Enfermés dans leur boule, les survivants étaient aveugles. DeuxLunes, aidé par sa mère, commençait à sortir de sa prostration, mais à ce moment là, quelque chose de très lourd se mit à peser sur leur boule d'argile, puis vinrent des coups répétés, comme d'un géant enfonçant un clou. Soudain, des fissures se firent partout autour d'eux et ce fut la fin. André, Deux Lunes, Talith et Thor furent écrasés par le pied gigantesque d'un golem de Terre.

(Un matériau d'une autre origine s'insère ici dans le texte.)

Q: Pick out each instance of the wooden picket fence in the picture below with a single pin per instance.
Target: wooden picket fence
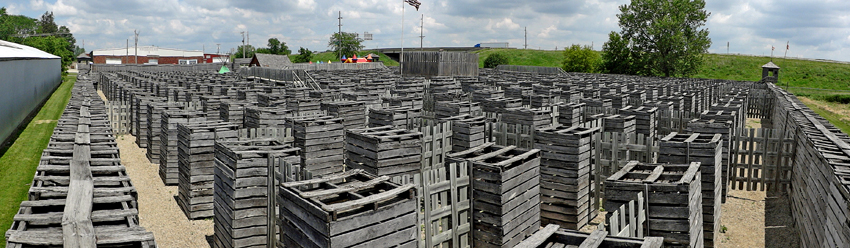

Le silence revint, pour de bon cette fois. Les golems se figèrent dans leur position, puis devinrent dur comme de la pierre. Dans la clairière se trouvaient maintenant sept statues figées dans leur mouvement d'écrasement. Tout autour d'elles gisaient les corps de ceux qui n'avaient pas été déchiquetés, brûlés ou enterrés vivants.

Le village était mort, anéanti.

Une volonté pesante fut satisfaite. Un être encapuchonné observa un moment la scène, cherchant son opposant; mais il ne perçut plus rien. Il avait gagné, son adversaire n'était plus. Son esprit quitta les lieux, délaissant cape et capuche qui tombèrent sur le sol et disparurent. Et le soleil perça les nuages, éclairant l'apocalypse.